I rated Lowe well enough to be an AB. Remember we were picking the likes of George Bridge above such players so theres no disputing a lot of bad decisions have been made by those last two coaches. Does a team like the ABs need a finicky winger who you have to adapt and change a lot of your style with to get benefit from? No, not really. But he still would have been a basic improvement on players like even Savea at the tail of his career, Bridge, and could even have converted into the answer of replacing Beauden at the back. Instead we persisted with NMS, Naholo, Havili, Reece, all players we would have cared even less about losing and all because Rieko had Lowe's number 11 jersey nailed down.


He was of course only 23 when he decided to leave, it was back in the beggining of the period they had started retaining players (from 2018 onwards I think, they came out saying theyre going to be more aggressive at some point). So he might, all of them, only just missed out.


The main point that Ed made is that situations like Lowe's, Aki's, JGP's, aren't going to happen in future. That's a bit of a "NZ" only problem, because those players need to reach such a high standard to be chosen by the All Blacks, were as a country like Ireland wants them a lot earlier like that. This is basically the 'ready in 3 years' concept Ireland relied on, versus the '5 years and they've left' concept' were that player is now ready to be chosen by the All Blacks (given a contract to play Super, ala SBW, and hopefully Manu).


The 'mercenary' thing that will take longer to expire, and which I was referring to, is the grandparents rule. The new kids coming through now aren't going to have as many gp born overseas, so the amount of players that can leave with a prospect of International rugby offer are going to drop dramatically at some point. All these kiwi fellas playing for a PI, is going to stop sadly.
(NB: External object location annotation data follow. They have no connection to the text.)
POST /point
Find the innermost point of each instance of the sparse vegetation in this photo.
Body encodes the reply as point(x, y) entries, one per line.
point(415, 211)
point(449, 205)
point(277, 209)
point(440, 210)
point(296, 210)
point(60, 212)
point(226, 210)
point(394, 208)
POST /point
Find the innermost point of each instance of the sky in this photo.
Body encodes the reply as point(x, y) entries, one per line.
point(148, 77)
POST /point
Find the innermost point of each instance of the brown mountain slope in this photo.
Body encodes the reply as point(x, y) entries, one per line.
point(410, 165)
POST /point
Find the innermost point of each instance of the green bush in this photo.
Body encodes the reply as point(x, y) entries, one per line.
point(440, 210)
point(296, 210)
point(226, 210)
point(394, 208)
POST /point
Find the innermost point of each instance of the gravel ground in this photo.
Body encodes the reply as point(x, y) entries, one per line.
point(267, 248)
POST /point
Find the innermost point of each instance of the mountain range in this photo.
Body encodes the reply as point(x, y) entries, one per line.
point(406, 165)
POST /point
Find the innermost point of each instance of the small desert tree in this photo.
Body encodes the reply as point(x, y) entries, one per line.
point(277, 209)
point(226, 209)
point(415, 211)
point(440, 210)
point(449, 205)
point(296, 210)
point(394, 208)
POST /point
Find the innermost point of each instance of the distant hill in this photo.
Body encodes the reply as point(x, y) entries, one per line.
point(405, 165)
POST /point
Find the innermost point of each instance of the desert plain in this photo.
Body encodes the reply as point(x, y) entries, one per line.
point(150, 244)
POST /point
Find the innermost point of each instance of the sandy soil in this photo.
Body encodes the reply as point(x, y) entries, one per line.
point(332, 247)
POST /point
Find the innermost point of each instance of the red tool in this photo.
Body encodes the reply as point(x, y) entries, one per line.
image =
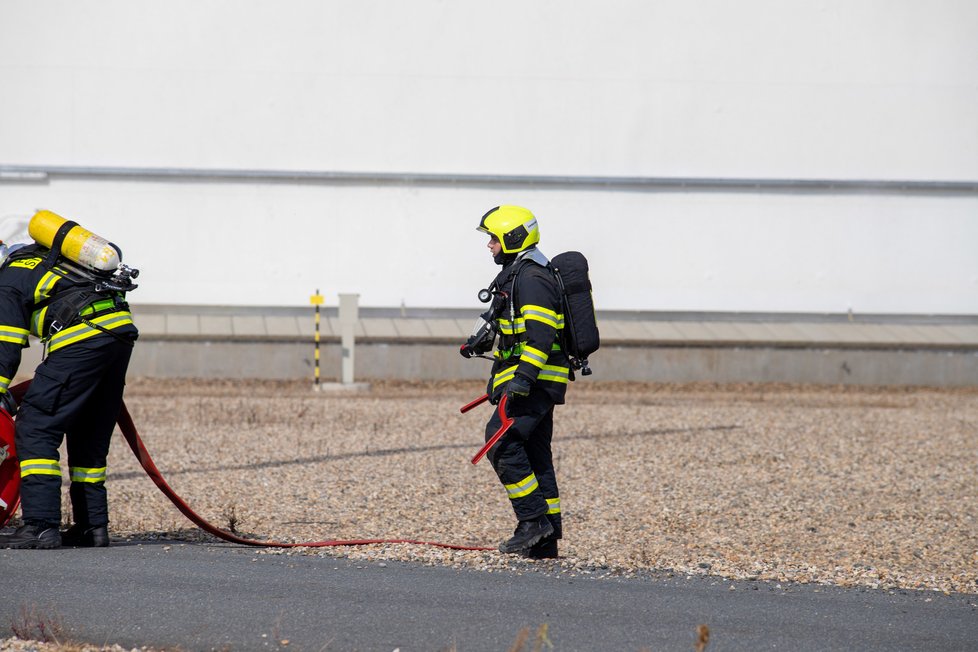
point(506, 423)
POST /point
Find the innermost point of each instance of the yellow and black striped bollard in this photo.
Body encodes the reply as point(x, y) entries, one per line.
point(316, 300)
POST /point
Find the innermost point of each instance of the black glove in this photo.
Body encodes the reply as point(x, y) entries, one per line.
point(8, 403)
point(519, 386)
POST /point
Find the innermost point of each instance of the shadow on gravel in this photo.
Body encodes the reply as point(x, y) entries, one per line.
point(386, 452)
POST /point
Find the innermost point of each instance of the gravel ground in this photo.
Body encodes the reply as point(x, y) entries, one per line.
point(844, 486)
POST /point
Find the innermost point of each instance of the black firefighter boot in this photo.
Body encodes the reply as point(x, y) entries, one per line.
point(32, 535)
point(526, 534)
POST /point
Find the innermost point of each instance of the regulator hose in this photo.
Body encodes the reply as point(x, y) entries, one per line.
point(135, 442)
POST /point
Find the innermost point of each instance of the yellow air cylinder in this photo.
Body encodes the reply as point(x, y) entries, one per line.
point(80, 245)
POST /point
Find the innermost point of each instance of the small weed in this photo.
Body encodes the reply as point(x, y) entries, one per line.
point(539, 640)
point(702, 637)
point(231, 516)
point(33, 625)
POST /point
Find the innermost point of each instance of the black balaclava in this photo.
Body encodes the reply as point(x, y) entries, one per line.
point(503, 258)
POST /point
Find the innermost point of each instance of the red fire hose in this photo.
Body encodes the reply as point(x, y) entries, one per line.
point(128, 429)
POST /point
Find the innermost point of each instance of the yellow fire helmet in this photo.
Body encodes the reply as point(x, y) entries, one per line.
point(514, 227)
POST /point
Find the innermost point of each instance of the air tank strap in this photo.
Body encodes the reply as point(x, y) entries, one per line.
point(59, 238)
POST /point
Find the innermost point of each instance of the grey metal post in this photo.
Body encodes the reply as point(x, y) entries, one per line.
point(349, 314)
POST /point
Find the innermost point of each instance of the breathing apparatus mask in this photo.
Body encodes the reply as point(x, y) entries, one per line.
point(484, 332)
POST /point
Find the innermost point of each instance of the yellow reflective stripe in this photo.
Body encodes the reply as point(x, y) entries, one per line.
point(14, 335)
point(536, 357)
point(83, 474)
point(43, 289)
point(506, 327)
point(39, 467)
point(37, 320)
point(504, 376)
point(555, 374)
point(541, 314)
point(104, 304)
point(83, 331)
point(525, 486)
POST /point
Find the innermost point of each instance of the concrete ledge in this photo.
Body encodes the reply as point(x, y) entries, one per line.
point(254, 342)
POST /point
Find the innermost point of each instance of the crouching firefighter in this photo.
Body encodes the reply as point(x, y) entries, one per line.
point(531, 369)
point(68, 289)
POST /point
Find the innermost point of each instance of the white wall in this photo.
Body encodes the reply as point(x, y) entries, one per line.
point(864, 89)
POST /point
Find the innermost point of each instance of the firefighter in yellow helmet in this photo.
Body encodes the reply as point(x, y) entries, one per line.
point(530, 367)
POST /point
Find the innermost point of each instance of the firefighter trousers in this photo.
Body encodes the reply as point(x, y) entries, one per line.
point(76, 394)
point(523, 459)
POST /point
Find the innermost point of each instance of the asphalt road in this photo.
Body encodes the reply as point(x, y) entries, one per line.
point(226, 597)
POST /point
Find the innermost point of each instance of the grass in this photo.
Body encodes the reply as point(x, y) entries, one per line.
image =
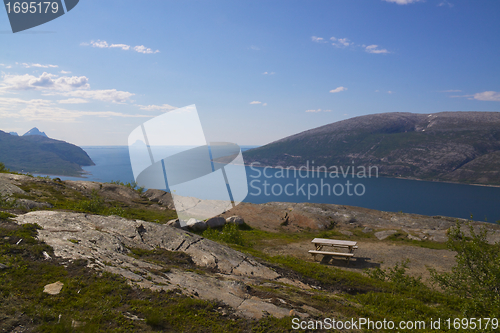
point(377, 294)
point(132, 185)
point(99, 302)
point(63, 197)
point(102, 301)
The new era problem that will replace those old concerns is now French and Japanese clubs (doing the same as NRL teams have done for decades by) picking kids out of school. The problem here is not so much a national identity one, than it is a farm system where 9 in 10 players are left with nothing. A stunted education and no support in a foreign country (well they'll get kicked out of those countries were they don't in Australia).


It's the same sort of situation were NZ would be the big guy, but there weren't many downsides with it. The only one I can think was brought up but a poster on this site, I can't recall who it was, but he seemed to know a lot of kids coming from the Islands weren't really given the capability to fly back home during school xms holidays etc. That is probably something that should be fixed by the union. Otherwise getting someone like Fakatava over here for his last year of school definitely results in NZ being able to pick the cherries off the top but it also allows that player to develop and be able to represent Tonga and under age and possibly even later in his career. Where as a kid being taken from NZ is arguably going to be worse off in every respect other than perhaps money. Not going to develop as a person, not going to develop as a player as much, so I have a lotof sympathy for NZs case that I don't include them in that group but I certainly see where you're coming from and it encourages other countries to think they can do the same while not realising they're making a much worse experience/situation.